The book and the note do not provide a proof but say that this follows from continuity of the inner product. However, the continuity of inner product only gives that $$\sum_{\alpha\in A}(\sum_{\beta\in B}\langle x_\alpha,y_\beta\rangle),\ \sum_{\beta\in B}(\sum_{\alpha \in A}\langle x_\alpha,y_\beta\rangle)$$ converge and did not give any information on the unordered sum $$\sum_{(\alpha,\beta)\in A\times B}$$ which involves finite subsets of $A\times B$ that are not necessarily of the form $E\times F\subset A\times B$; and this makes directly proving the claim unclear:

Choose $E_0,F_0$ such that $\|x-\sum_{\alpha\in E}x_\alpha\|<\epsilon$ and $\|y-\sum_{\beta\in F}y_\beta\|< \epsilon$ whenever $E\supset E_0$ and $F\supset F_0$. If $U$ contains $E_0\times F_0$, then there is $E\times F\supset E_0\times F_0$ and \begin{align*} \|\sum_{(\alpha,\beta)\in U}\langle x_\alpha,y_\beta\rangle - \langle \sum_{\alpha\in A}x_\alpha, \sum_{\beta\in B}y_\beta\rangle\| &\leq \|\sum_{(\alpha,\beta)\in U}\langle x_\alpha,y_\beta\rangle - \sum_{(\alpha,\beta)\in E\times F}\langle x_\alpha,y_\beta\rangle\|\\ &+\|\langle \sum_{\alpha\in E}x_\alpha,\sum_{\beta\in F}y_\beta\rangle - \langle \sum_{\alpha\in A}x_\alpha, \sum_{\beta\in B}y_\beta\rangle\| \end{align*} The second term is easy to upper bound, but I don't see a way to bound the first term.

---

I realize the solution provided is incorrect. I used the Cauchy-Schwartz inequality incorrectly. In the accepted answer it wrote $$\sum_{\alpha,\beta}|\langle x_\alpha,y_\beta\rangle|\leq (\sum_\alpha \|x_\alpha\|^2)^{1/2}(\sum_{\beta}\|y_\beta\|^2)^{1/2}<\infty$$ However, it should be $$\sum_{\alpha,\beta}|\langle x_\alpha,y_\beta\rangle|\leq (\sum_{\alpha,{\color{red}\beta}} \|x_\alpha\|^2)^{1/2}(\sum_{{\color{red}\alpha},\beta}\|y_\beta\|^2)^{1/2}=\infty$$ which made the argument invalid.

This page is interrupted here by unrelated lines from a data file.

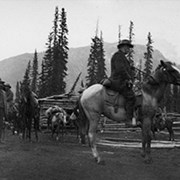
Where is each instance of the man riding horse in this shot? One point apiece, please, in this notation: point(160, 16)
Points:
point(121, 78)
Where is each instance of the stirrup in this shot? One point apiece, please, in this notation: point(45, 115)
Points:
point(115, 109)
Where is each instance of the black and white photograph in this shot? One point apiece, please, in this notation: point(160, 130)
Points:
point(89, 90)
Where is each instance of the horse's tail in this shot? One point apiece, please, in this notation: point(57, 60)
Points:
point(83, 120)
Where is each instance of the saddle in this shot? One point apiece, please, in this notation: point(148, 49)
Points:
point(113, 98)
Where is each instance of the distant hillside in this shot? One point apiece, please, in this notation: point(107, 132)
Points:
point(12, 69)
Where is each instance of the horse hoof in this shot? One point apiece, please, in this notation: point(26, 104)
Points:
point(148, 161)
point(102, 162)
point(99, 161)
point(143, 155)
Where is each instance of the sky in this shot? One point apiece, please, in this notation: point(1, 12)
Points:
point(26, 24)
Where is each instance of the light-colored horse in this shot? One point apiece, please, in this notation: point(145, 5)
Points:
point(97, 100)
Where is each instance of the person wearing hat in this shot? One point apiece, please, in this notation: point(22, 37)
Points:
point(3, 109)
point(121, 77)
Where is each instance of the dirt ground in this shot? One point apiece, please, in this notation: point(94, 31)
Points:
point(68, 160)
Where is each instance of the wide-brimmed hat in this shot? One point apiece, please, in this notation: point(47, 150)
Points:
point(1, 81)
point(81, 90)
point(7, 85)
point(125, 42)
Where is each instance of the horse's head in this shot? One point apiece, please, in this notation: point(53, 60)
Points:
point(171, 72)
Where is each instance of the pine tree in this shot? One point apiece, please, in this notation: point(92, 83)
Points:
point(63, 49)
point(101, 66)
point(17, 97)
point(131, 53)
point(26, 80)
point(45, 84)
point(139, 73)
point(54, 69)
point(96, 63)
point(60, 53)
point(175, 98)
point(148, 57)
point(34, 83)
point(92, 63)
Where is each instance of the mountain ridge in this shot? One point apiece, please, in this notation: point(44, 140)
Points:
point(12, 69)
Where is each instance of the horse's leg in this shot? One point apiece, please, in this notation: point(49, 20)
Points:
point(171, 133)
point(93, 123)
point(36, 128)
point(146, 139)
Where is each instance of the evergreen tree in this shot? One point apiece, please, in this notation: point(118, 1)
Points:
point(96, 62)
point(34, 83)
point(139, 73)
point(26, 80)
point(148, 57)
point(17, 97)
point(92, 63)
point(54, 69)
point(45, 84)
point(101, 66)
point(175, 98)
point(60, 53)
point(131, 53)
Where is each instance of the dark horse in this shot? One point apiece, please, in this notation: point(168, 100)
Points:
point(29, 114)
point(57, 117)
point(97, 100)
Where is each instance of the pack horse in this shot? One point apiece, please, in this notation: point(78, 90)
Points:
point(96, 100)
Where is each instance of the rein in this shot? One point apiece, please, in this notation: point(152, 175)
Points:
point(148, 75)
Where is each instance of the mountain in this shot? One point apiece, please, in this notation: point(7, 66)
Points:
point(13, 68)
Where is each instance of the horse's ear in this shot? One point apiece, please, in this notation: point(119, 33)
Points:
point(163, 63)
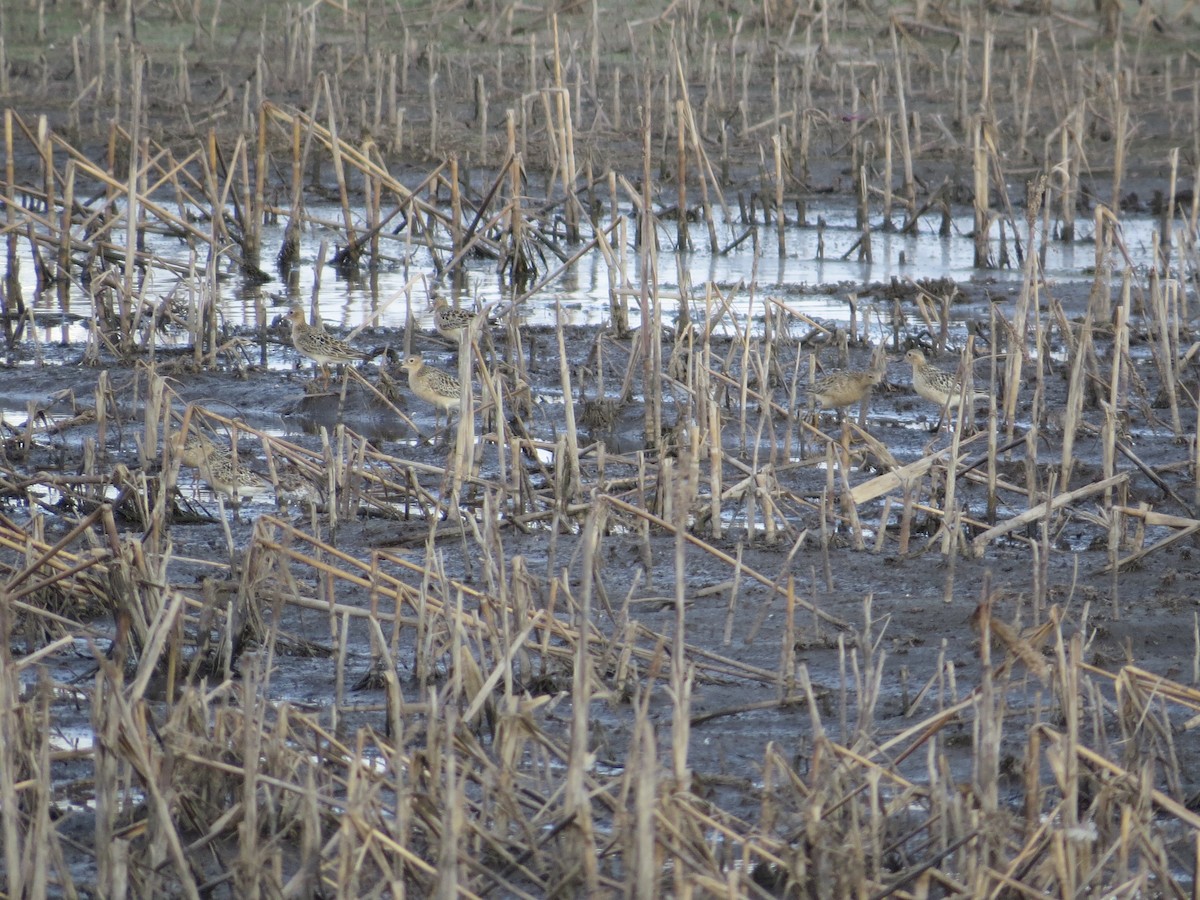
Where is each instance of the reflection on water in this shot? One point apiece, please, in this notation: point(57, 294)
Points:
point(403, 283)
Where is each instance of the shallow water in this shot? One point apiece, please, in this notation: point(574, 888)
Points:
point(745, 275)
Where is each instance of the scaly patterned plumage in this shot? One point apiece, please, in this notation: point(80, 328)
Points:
point(195, 449)
point(232, 480)
point(316, 343)
point(937, 385)
point(432, 385)
point(451, 321)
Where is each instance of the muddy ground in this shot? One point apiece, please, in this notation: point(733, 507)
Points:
point(909, 613)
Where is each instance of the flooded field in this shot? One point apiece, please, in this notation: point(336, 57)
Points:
point(635, 594)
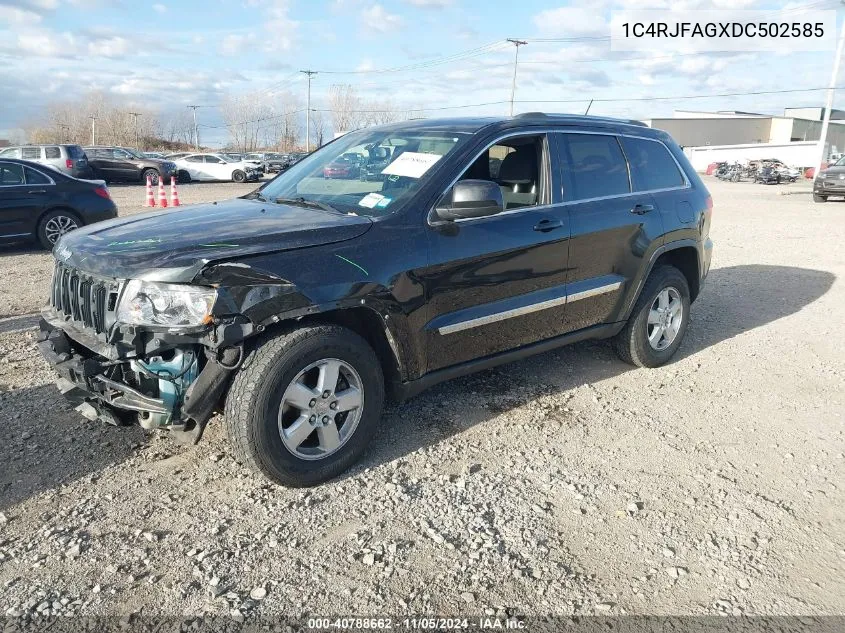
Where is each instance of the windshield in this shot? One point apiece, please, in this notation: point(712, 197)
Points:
point(368, 172)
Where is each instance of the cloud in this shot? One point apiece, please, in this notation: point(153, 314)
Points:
point(430, 4)
point(376, 18)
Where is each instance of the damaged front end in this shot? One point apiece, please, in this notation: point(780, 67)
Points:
point(159, 375)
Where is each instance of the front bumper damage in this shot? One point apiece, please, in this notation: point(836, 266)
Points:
point(177, 386)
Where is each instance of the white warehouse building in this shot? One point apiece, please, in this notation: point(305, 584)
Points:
point(709, 137)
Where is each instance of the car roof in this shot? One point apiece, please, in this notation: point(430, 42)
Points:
point(476, 124)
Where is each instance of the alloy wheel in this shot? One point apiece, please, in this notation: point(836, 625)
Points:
point(664, 318)
point(321, 408)
point(58, 226)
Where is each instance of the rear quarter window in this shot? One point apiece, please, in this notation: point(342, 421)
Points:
point(593, 167)
point(652, 166)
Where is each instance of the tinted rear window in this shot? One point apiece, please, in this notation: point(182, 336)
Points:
point(35, 177)
point(593, 166)
point(652, 166)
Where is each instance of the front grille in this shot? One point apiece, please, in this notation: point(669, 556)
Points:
point(83, 299)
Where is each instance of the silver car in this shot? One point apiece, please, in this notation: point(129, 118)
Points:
point(68, 159)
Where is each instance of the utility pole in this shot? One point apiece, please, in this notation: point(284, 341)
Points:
point(309, 73)
point(136, 115)
point(829, 104)
point(196, 129)
point(93, 118)
point(516, 43)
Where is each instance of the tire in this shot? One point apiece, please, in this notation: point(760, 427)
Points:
point(54, 224)
point(153, 174)
point(632, 343)
point(256, 404)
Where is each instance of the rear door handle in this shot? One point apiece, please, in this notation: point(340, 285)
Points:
point(544, 226)
point(642, 209)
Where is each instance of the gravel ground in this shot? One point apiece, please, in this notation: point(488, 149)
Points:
point(565, 484)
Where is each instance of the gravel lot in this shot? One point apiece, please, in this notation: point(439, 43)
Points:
point(565, 484)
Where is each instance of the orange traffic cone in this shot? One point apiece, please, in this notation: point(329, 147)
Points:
point(174, 193)
point(150, 198)
point(162, 195)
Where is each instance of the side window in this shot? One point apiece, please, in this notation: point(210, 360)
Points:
point(516, 164)
point(35, 177)
point(11, 174)
point(593, 167)
point(652, 167)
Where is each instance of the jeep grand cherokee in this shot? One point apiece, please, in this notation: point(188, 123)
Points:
point(299, 307)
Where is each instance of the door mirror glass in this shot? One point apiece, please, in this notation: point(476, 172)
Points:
point(471, 199)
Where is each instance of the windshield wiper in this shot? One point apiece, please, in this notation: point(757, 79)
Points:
point(303, 202)
point(255, 195)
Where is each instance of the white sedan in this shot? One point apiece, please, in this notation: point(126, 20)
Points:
point(217, 167)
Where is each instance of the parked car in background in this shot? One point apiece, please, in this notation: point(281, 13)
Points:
point(207, 166)
point(68, 159)
point(121, 164)
point(302, 306)
point(41, 203)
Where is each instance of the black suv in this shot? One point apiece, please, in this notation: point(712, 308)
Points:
point(299, 307)
point(121, 164)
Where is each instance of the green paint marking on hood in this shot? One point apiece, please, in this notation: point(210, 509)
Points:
point(349, 261)
point(152, 240)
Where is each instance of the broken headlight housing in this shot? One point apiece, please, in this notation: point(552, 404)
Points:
point(168, 305)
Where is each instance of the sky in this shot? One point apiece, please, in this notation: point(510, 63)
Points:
point(422, 55)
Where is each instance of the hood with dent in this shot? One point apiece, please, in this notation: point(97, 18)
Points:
point(175, 245)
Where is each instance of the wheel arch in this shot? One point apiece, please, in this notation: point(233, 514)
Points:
point(369, 325)
point(683, 255)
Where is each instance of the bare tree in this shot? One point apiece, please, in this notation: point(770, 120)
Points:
point(344, 105)
point(318, 127)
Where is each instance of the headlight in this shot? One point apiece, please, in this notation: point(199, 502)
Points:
point(170, 305)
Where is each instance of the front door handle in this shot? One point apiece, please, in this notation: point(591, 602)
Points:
point(642, 209)
point(544, 226)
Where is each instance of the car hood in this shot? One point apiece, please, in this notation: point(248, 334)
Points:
point(175, 245)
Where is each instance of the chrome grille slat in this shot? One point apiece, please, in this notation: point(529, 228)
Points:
point(83, 298)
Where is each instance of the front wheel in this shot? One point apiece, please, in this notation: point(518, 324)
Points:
point(55, 224)
point(305, 404)
point(658, 322)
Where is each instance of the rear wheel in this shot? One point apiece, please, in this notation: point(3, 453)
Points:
point(305, 404)
point(152, 174)
point(55, 224)
point(658, 322)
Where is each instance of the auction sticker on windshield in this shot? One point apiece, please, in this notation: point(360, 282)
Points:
point(411, 164)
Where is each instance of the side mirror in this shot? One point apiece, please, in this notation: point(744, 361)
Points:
point(471, 199)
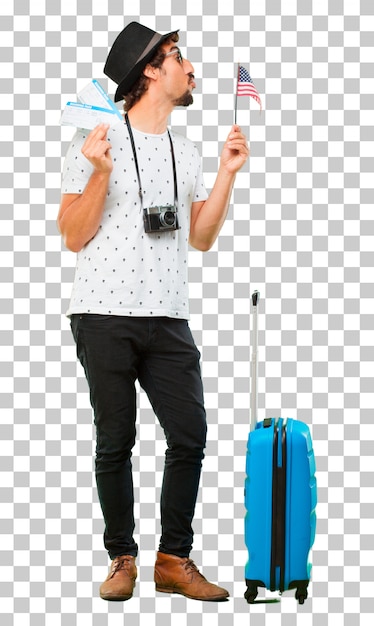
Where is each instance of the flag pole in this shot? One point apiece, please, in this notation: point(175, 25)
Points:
point(236, 93)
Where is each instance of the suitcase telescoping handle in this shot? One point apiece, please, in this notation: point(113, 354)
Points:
point(254, 361)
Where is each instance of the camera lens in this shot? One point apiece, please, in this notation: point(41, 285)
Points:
point(167, 218)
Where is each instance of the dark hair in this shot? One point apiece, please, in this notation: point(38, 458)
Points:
point(141, 84)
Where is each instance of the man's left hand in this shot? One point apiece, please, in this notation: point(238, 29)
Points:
point(235, 151)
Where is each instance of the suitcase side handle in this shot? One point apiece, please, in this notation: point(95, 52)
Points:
point(254, 362)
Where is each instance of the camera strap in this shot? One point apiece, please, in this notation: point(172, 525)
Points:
point(137, 165)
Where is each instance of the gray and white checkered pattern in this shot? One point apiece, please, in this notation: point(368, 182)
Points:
point(300, 229)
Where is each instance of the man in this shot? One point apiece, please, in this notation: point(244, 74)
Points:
point(133, 198)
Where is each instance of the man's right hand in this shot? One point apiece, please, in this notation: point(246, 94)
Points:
point(97, 148)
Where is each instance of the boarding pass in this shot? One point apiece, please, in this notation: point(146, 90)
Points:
point(87, 116)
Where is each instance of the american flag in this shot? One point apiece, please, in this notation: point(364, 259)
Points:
point(246, 87)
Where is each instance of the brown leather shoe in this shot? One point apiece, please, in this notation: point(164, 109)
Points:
point(180, 575)
point(120, 582)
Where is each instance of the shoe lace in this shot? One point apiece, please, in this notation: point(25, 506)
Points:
point(121, 562)
point(190, 566)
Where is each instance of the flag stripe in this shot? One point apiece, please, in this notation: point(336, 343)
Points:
point(246, 87)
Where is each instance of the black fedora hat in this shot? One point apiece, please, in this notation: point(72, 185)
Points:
point(130, 53)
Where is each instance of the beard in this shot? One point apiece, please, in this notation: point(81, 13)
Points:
point(185, 100)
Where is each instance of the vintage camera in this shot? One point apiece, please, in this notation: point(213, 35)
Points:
point(160, 218)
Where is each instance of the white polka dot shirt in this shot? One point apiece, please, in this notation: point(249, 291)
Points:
point(123, 270)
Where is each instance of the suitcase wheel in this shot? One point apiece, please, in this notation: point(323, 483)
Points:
point(251, 593)
point(301, 595)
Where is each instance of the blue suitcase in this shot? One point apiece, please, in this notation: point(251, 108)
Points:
point(280, 499)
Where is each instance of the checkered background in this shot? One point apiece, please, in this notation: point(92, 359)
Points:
point(300, 230)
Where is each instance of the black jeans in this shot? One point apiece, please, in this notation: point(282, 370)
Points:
point(161, 354)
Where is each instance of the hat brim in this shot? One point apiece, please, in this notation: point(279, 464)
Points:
point(132, 76)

Thus I would like to re-open the question.

Answer 1

If $\sum_{\alpha\in A}x_\alpha$ converges, then we have $\sum_{\alpha\in A}\|x_\alpha\|^2<\infty$ (See Theorem 3.1 in the note). Thus $\sum_{\alpha,\beta}|\langle x_\alpha,y_\beta\rangle|\leq (\sum_\alpha \|x_\alpha\|^2)^{1/2}(\sum_{\beta}\|y_\beta\|^2)^{1/2}<\infty$ by Cauchy–Schwarz inequality. For complex numbers, we can use the Riemann rearrangement theorem to conclude that $\sum_{\alpha,\beta}\langle x_\alpha,y_\beta\rangle$ converges.